Trans Awareness Week 2020 runs from Friday 13 to Friday 20 November. and ends with Trans Day of Remembrance on Friday 20 November. UCU members are encouraged to do something to mark and raise awareness of trans equality.
Gender identity: what should employers be doing to promote equality?
Gender reassignment is a protected characteristic within the Equality Act, so it’s important that employers are taking action to ensure gender identity equality within their institutions. An employment tribunal in 2020 found that non-binary gender is covered by the protected characteristic gender reassignment.
While the 2010 Act refers to gender reassignment, it is more common now to use the more inclusive term gender identity as it reflects:
- that the Equality Act covers a person from the moment they identify their gender as other than the one that matches their birth sex; and
- that engagement with related medical processes – eg, gender reassignment surgery – is an individual choice, not a pre-requisite for being covered by the Act.
What the employer should be doing for gender identity equality?
There are a number of areas where employers should be ensuring they are taking action to promote gender identity equality.
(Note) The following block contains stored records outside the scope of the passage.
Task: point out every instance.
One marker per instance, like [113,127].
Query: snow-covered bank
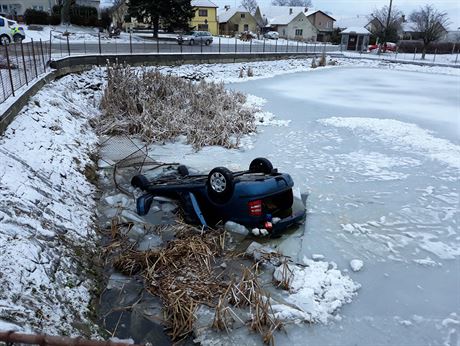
[47,209]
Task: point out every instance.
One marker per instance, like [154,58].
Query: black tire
[220,184]
[4,40]
[140,181]
[17,38]
[183,170]
[261,165]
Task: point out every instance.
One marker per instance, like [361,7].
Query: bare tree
[249,5]
[379,20]
[430,23]
[304,3]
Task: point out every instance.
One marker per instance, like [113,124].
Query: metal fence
[20,64]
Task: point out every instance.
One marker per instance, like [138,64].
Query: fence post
[35,61]
[50,44]
[68,45]
[17,62]
[24,63]
[9,68]
[43,55]
[99,41]
[130,42]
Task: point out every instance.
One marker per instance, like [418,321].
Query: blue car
[260,197]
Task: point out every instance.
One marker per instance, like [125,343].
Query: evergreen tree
[172,14]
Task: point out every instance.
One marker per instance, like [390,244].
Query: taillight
[255,208]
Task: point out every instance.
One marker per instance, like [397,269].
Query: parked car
[10,31]
[260,197]
[273,35]
[389,46]
[195,37]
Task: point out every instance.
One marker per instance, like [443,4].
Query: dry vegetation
[158,108]
[187,272]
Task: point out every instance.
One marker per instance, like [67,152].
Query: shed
[355,38]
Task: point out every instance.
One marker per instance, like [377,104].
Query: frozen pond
[379,153]
[383,178]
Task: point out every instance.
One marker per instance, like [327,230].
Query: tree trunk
[423,52]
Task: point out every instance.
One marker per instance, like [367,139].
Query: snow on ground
[317,289]
[47,209]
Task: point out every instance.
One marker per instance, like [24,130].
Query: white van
[10,31]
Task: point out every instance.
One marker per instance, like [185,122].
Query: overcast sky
[347,8]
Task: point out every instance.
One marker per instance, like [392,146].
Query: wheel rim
[218,182]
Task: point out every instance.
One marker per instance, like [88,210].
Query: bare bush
[159,108]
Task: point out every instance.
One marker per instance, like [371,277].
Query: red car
[389,46]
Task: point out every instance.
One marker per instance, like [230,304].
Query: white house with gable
[290,22]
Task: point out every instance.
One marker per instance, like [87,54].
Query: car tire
[261,165]
[140,181]
[17,38]
[220,184]
[183,171]
[5,40]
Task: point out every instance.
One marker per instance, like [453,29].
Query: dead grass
[160,108]
[186,273]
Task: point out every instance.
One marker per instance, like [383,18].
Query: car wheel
[17,38]
[140,181]
[183,170]
[261,165]
[5,40]
[220,184]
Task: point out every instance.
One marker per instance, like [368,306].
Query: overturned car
[260,197]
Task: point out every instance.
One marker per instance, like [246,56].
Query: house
[409,32]
[355,38]
[323,22]
[18,7]
[290,22]
[205,17]
[234,21]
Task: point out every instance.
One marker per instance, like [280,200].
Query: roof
[360,30]
[225,15]
[358,20]
[280,15]
[203,3]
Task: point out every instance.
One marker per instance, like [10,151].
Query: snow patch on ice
[405,136]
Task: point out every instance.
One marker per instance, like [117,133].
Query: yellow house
[205,18]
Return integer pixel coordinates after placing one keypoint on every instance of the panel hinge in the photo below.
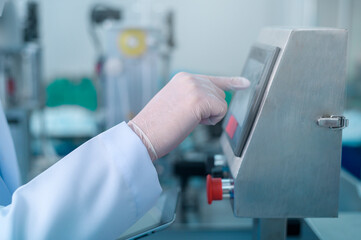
(333, 122)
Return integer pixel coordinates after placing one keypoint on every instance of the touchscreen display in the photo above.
(245, 104)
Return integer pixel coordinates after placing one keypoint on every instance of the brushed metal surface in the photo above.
(290, 166)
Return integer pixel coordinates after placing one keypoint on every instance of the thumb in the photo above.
(228, 83)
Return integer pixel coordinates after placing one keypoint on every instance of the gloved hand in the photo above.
(179, 107)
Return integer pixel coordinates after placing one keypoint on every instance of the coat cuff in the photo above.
(134, 164)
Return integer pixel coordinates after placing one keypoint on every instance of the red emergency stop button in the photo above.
(214, 189)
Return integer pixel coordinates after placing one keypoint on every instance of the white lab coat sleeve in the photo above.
(96, 192)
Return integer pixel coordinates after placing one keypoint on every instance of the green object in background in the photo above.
(63, 91)
(229, 96)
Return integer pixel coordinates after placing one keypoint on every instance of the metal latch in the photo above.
(333, 122)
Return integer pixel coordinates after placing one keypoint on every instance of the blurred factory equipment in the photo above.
(20, 72)
(133, 45)
(282, 136)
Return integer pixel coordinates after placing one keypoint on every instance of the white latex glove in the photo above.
(179, 107)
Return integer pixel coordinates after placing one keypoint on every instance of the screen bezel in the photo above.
(267, 55)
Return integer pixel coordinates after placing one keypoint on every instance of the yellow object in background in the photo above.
(132, 42)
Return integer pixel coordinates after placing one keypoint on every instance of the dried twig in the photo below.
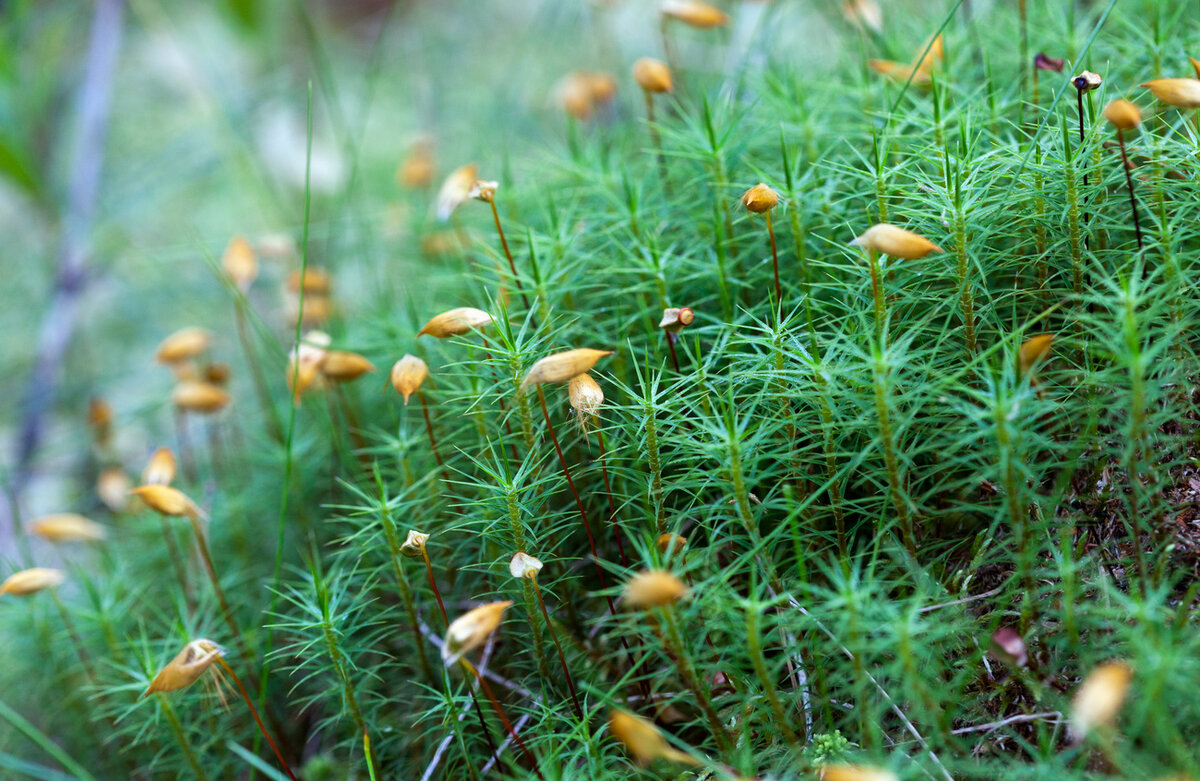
(882, 691)
(88, 160)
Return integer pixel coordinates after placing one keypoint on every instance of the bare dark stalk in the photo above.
(1133, 202)
(675, 359)
(253, 712)
(429, 427)
(433, 584)
(508, 253)
(503, 716)
(562, 658)
(177, 560)
(774, 260)
(612, 508)
(1023, 16)
(655, 138)
(1079, 95)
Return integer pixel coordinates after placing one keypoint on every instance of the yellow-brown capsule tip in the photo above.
(343, 366)
(455, 190)
(455, 323)
(1035, 350)
(67, 527)
(201, 397)
(1177, 92)
(240, 263)
(31, 581)
(472, 630)
(186, 667)
(653, 76)
(166, 500)
(407, 376)
(760, 198)
(653, 588)
(561, 367)
(1099, 697)
(695, 13)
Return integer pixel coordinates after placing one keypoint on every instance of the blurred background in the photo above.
(138, 138)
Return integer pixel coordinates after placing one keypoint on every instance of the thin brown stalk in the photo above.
(226, 611)
(675, 359)
(774, 260)
(562, 658)
(612, 508)
(253, 712)
(503, 716)
(508, 253)
(429, 427)
(433, 584)
(1133, 202)
(186, 461)
(177, 562)
(655, 137)
(579, 503)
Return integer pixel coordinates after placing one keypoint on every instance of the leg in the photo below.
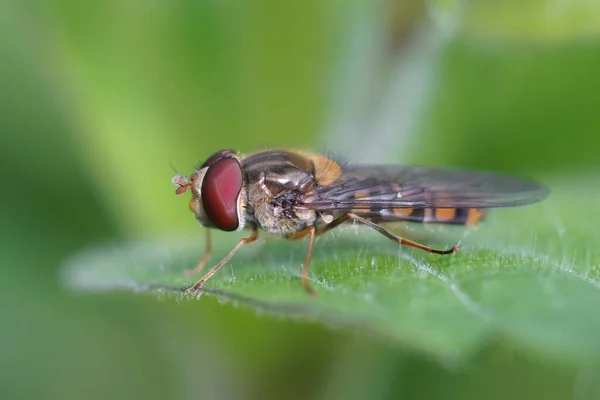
(204, 259)
(312, 231)
(311, 240)
(214, 269)
(399, 240)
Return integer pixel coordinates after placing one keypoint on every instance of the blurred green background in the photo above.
(97, 100)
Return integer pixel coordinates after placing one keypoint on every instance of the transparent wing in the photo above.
(380, 187)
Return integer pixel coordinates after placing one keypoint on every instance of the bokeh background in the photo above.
(99, 100)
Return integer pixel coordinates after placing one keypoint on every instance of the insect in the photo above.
(295, 195)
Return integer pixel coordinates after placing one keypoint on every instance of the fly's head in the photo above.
(218, 191)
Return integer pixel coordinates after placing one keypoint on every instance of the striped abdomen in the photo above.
(460, 216)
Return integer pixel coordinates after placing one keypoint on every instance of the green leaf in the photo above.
(528, 276)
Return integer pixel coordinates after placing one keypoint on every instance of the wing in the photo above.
(380, 187)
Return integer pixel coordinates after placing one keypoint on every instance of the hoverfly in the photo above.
(294, 195)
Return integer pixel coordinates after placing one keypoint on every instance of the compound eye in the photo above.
(221, 188)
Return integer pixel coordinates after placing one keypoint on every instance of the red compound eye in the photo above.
(221, 188)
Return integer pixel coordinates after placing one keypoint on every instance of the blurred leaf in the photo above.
(529, 276)
(520, 20)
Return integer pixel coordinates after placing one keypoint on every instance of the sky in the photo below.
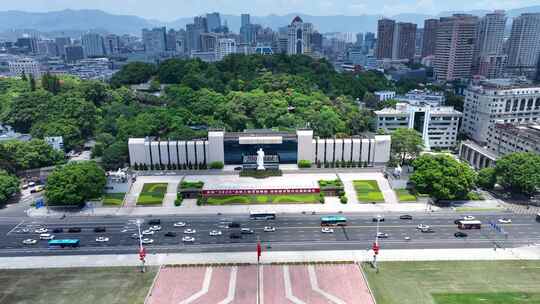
(167, 10)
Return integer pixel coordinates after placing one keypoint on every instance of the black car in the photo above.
(235, 235)
(154, 222)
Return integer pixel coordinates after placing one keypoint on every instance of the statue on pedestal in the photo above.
(260, 160)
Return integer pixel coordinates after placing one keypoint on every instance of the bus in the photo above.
(469, 224)
(69, 243)
(262, 215)
(333, 220)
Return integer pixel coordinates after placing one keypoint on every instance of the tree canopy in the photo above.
(519, 172)
(442, 177)
(75, 183)
(9, 186)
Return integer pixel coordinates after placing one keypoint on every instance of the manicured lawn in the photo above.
(263, 199)
(113, 285)
(152, 194)
(405, 196)
(113, 199)
(491, 298)
(459, 282)
(368, 191)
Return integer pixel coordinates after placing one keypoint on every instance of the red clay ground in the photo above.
(309, 284)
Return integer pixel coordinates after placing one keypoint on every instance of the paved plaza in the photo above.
(278, 284)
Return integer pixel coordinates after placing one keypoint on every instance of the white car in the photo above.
(188, 239)
(505, 221)
(148, 232)
(147, 241)
(215, 233)
(29, 242)
(269, 229)
(41, 230)
(155, 228)
(46, 236)
(327, 230)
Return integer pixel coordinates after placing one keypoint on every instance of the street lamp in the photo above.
(142, 253)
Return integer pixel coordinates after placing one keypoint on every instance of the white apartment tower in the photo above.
(524, 43)
(299, 37)
(454, 47)
(498, 101)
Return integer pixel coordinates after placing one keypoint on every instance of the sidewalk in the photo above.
(486, 254)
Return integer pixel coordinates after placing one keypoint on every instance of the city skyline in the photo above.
(180, 9)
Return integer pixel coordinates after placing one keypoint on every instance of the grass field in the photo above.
(152, 194)
(311, 198)
(113, 285)
(405, 196)
(113, 199)
(460, 282)
(368, 191)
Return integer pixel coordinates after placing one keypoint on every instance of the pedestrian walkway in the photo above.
(522, 253)
(268, 284)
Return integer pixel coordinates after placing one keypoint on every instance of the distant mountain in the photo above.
(83, 20)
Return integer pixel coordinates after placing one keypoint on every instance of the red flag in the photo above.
(259, 250)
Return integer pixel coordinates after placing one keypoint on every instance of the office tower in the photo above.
(226, 46)
(61, 43)
(154, 40)
(369, 41)
(316, 41)
(73, 53)
(524, 44)
(385, 38)
(112, 44)
(245, 20)
(214, 22)
(489, 38)
(30, 44)
(299, 37)
(430, 37)
(93, 45)
(454, 47)
(404, 41)
(360, 39)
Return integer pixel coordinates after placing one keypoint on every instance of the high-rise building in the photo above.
(245, 20)
(112, 44)
(299, 37)
(385, 38)
(404, 41)
(155, 40)
(73, 53)
(93, 45)
(226, 46)
(61, 43)
(454, 47)
(214, 22)
(430, 36)
(524, 44)
(489, 37)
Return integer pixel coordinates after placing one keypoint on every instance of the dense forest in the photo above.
(282, 92)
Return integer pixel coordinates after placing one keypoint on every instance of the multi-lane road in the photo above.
(293, 232)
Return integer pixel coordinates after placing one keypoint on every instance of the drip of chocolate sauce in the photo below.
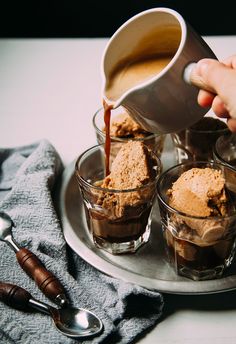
(107, 117)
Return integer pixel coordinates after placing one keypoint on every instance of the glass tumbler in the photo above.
(155, 142)
(196, 143)
(199, 248)
(119, 221)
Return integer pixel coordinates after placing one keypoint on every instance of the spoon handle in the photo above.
(14, 296)
(45, 280)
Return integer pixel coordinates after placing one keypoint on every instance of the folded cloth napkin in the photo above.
(27, 183)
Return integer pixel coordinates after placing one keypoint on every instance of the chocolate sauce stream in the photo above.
(107, 117)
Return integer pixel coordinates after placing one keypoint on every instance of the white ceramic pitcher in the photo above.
(165, 102)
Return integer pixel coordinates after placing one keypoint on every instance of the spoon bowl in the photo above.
(71, 322)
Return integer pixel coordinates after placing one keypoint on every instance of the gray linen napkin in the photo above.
(27, 181)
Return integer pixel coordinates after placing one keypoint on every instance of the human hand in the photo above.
(220, 77)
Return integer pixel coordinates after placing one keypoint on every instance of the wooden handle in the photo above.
(191, 77)
(45, 280)
(14, 296)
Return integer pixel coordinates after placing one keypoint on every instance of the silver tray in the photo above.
(148, 267)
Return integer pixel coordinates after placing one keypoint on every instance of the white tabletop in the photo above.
(50, 88)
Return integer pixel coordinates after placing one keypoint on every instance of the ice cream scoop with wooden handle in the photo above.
(45, 280)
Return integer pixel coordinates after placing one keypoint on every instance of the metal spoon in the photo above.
(71, 322)
(83, 322)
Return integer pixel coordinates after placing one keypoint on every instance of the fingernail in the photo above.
(202, 67)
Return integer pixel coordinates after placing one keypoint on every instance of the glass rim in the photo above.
(173, 210)
(221, 130)
(122, 139)
(217, 154)
(117, 191)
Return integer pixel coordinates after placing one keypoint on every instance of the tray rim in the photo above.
(89, 254)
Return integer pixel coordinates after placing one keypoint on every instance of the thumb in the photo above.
(217, 78)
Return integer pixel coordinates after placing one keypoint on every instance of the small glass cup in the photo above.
(225, 150)
(155, 142)
(116, 225)
(196, 142)
(199, 248)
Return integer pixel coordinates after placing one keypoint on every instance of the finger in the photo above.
(219, 107)
(205, 98)
(220, 79)
(230, 61)
(232, 124)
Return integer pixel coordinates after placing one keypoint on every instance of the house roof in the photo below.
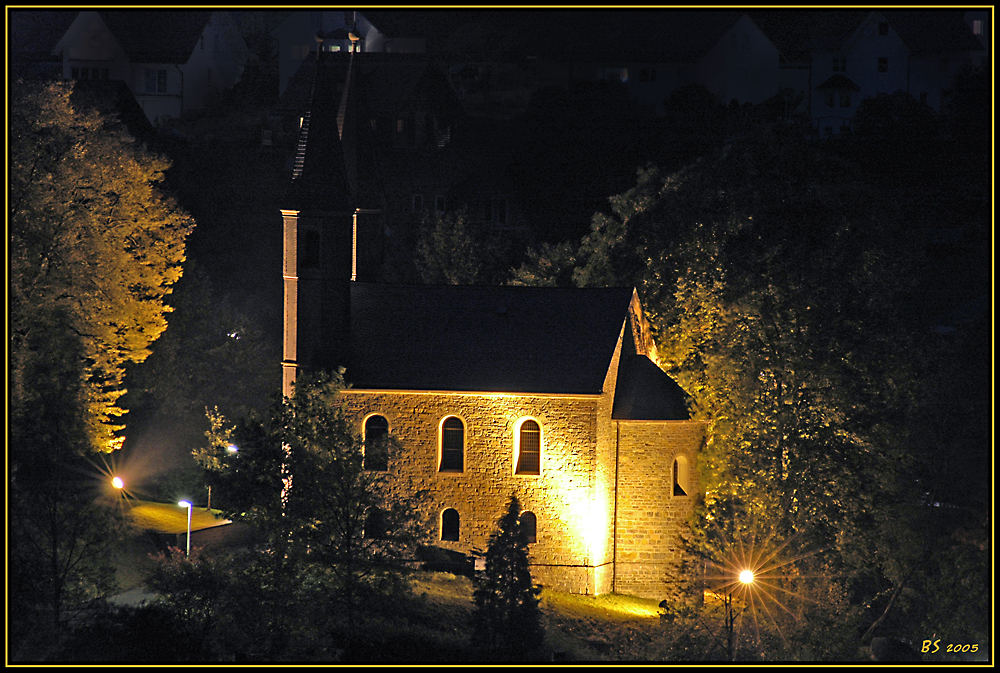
(477, 338)
(157, 36)
(798, 33)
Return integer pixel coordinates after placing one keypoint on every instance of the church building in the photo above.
(548, 394)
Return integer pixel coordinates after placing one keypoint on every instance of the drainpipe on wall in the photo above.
(181, 73)
(614, 520)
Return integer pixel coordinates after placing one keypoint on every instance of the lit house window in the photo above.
(449, 525)
(681, 477)
(452, 445)
(529, 525)
(376, 440)
(529, 448)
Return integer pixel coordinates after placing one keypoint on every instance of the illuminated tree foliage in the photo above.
(791, 298)
(95, 246)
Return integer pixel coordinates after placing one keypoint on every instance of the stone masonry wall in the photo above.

These include, but are not limited to:
- Equal opportunities, recruitment and anti-bullying and harassment policies should make specific reference to gender reassignment
- Evidence of due regard for equality covering all protected characteristics including gender reassignment in all the employer’s functions and day-to-day activities
- Active steps to prevent discrimination and harassment on the grounds of protected characteristics including gender reassignment, regardless of whether they believe they have trans and/or non-binary staff and/or students
- Support for directly related hospital appointments and medical procedures for those undergoing surgical processes associated with gender reassignment, as well as policies for name and gender record alteration
- Gender identity equality should be included in all induction and training, including staff and student handbooks.
Gender identity monitoring
- Monitoring of gender identity or diversity should be anonymised and confidential.
- Gender can be asked in the format of woman, man, other (with a free text box so that a person can self-identify in their own terms).
- Sex can be asked using the terms female, male, other. This also allows for intersex people to self-identify. The Equality Act does not include intersex as a protected characteristic.
- Including ‘other’ and perhaps ‘prefer not to say’ boxes can help an organisation avoid ‘dead-naming’ (i.e. referring to the name the person used prior to transition) or misgendering a person who is covered by the gender reassignment protected characteristic but may not have completed their medical transition and / or fully updated their records in the organisation.
- A question such as ‘does your gender identity match the sex registered at your birth?’ can be included for monitoring purposes.
It is recommended that to achieve the best results in gender identity equality, educations institutions, students’ unions and trade unions should:
- Actively involve trans and non-binary staff and students in the creation and implementation of equality protocols; and
- Engage with local equality groups, regional and national organisations, including UCU, for advice and support.